It is important to remove discrepancies in our administrative services, while preparing a platform for everyone to have a healthy flow of economic and social, cultural exchanges are important so that our immigrant communities around the world settle properly.

-What are your plans for overseas Koreans who are considering returning to Korea?
▶I will strengthen the administrative services to welcome overseas Koreans who hope to move back to their motherland. It is my duty to ensure that the discomfort of settling in Korea is as limited as possible for them, as well as preparing consultation for them to utilize their experiences overseas as they get used to life back in Korea.

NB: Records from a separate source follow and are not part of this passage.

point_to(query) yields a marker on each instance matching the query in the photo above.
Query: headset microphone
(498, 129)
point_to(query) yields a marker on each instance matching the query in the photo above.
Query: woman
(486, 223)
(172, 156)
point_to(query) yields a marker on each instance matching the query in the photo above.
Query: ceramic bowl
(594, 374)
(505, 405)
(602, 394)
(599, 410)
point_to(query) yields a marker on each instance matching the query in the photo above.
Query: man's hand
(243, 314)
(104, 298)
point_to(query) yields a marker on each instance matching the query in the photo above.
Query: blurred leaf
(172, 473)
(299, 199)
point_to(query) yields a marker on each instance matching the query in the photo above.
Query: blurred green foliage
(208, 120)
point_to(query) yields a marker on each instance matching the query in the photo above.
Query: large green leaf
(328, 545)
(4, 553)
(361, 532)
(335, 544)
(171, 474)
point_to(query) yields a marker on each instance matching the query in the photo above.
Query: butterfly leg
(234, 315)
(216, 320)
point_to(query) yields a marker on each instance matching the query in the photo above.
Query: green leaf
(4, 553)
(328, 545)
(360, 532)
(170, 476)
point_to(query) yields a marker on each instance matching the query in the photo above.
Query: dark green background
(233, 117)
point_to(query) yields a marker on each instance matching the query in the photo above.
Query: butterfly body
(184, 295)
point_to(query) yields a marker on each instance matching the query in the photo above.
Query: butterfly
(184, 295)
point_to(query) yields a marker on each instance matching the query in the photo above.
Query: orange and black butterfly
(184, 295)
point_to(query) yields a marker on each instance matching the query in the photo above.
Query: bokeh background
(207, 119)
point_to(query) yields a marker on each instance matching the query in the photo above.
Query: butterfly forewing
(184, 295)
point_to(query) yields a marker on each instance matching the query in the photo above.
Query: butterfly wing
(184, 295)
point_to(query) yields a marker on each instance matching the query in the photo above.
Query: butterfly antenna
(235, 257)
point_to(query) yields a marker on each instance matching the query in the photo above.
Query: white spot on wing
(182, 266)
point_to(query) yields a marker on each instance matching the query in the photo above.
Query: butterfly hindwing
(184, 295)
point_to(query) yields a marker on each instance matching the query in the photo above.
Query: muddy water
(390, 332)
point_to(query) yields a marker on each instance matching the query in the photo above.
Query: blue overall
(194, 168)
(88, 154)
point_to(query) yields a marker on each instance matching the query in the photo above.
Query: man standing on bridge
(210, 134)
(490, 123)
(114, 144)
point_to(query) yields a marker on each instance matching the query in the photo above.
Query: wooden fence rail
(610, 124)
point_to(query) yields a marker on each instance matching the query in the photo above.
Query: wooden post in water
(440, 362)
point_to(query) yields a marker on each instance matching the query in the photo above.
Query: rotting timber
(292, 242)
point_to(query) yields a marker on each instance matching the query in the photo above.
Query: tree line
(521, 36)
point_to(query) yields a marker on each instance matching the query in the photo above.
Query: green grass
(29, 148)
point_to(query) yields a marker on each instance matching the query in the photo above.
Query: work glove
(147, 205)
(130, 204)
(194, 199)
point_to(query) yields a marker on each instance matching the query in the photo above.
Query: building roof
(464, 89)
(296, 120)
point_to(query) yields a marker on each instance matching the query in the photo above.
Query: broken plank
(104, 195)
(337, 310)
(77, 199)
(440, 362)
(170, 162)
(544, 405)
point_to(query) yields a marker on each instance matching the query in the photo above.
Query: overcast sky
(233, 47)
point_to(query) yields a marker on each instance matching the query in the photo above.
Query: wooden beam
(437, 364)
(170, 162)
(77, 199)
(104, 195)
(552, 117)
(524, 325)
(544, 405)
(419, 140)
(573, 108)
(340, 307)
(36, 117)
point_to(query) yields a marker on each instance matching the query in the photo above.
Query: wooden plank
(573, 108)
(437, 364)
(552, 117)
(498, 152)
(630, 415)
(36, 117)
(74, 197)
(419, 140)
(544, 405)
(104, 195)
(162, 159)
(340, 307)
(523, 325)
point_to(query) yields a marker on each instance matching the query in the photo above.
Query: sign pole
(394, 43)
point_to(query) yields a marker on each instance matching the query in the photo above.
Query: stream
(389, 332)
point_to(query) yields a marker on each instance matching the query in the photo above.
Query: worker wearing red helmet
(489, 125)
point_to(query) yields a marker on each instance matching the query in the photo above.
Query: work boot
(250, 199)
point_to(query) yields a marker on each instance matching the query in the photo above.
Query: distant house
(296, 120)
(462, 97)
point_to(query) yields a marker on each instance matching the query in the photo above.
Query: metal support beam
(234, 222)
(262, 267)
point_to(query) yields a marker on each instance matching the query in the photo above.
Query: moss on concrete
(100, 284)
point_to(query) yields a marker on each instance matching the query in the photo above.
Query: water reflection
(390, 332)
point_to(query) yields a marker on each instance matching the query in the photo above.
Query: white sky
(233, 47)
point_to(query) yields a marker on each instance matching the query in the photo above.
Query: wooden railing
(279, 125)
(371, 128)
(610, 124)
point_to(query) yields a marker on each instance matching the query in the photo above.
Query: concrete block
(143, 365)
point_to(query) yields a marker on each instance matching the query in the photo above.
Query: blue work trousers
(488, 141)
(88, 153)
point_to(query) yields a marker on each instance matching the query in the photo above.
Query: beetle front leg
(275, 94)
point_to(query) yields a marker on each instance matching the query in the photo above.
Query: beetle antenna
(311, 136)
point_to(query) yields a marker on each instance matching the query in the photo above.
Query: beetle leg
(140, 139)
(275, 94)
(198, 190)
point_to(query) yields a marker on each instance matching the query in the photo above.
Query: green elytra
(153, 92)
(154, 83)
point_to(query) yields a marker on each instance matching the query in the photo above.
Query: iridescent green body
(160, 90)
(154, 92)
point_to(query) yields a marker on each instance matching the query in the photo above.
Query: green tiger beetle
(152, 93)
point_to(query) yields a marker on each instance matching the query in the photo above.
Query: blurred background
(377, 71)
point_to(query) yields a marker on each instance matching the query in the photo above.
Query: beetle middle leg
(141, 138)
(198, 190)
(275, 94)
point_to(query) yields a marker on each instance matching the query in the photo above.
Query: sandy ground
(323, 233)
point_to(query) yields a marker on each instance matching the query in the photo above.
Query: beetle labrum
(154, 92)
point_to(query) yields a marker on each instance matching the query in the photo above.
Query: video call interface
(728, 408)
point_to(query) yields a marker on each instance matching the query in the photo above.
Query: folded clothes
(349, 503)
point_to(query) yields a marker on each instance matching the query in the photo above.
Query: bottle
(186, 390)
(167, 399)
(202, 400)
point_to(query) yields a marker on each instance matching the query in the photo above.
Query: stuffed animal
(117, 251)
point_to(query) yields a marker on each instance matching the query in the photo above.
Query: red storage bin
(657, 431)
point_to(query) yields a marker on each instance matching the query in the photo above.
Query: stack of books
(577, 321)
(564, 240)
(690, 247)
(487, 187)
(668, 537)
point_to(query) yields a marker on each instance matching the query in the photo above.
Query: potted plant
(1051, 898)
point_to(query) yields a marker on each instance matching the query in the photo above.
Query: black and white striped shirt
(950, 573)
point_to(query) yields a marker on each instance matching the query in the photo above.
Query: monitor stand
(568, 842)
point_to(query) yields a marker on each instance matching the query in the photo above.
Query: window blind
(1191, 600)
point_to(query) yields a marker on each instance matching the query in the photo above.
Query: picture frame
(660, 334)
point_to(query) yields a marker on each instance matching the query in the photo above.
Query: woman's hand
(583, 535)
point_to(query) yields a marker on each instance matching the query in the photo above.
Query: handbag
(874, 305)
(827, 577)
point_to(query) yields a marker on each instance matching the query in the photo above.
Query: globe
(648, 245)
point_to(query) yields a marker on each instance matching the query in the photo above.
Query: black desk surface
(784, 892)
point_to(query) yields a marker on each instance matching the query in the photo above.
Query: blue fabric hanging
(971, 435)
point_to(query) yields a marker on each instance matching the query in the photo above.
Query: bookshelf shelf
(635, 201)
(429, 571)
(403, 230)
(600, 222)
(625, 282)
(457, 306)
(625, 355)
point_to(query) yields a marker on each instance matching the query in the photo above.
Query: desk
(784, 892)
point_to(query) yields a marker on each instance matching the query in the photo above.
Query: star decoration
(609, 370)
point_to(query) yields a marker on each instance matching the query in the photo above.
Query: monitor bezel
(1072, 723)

-Overseas Koreans can visit North Korea relatively freely. It seems as though they can bridge the gap between the two Koreas. What are your thoughts?
▶A peaceful relationship between the two Koreas is important, but North Korea is insisting on developing their nuclear program and missiles, which stand at odds with South Korea. Unless this issue is properly solved, the danger of North Korea will only grow, while South Korea’s public security will continue to be threatened. I’m going to continue to pressure North Korea to lead them to concede their nuclear program and create an environment that will leave them helplessly give up their nuclear weapons.
I hope the overseas Koreans will support my viewpoint so that we can restore security and peace on the Korean peninsula.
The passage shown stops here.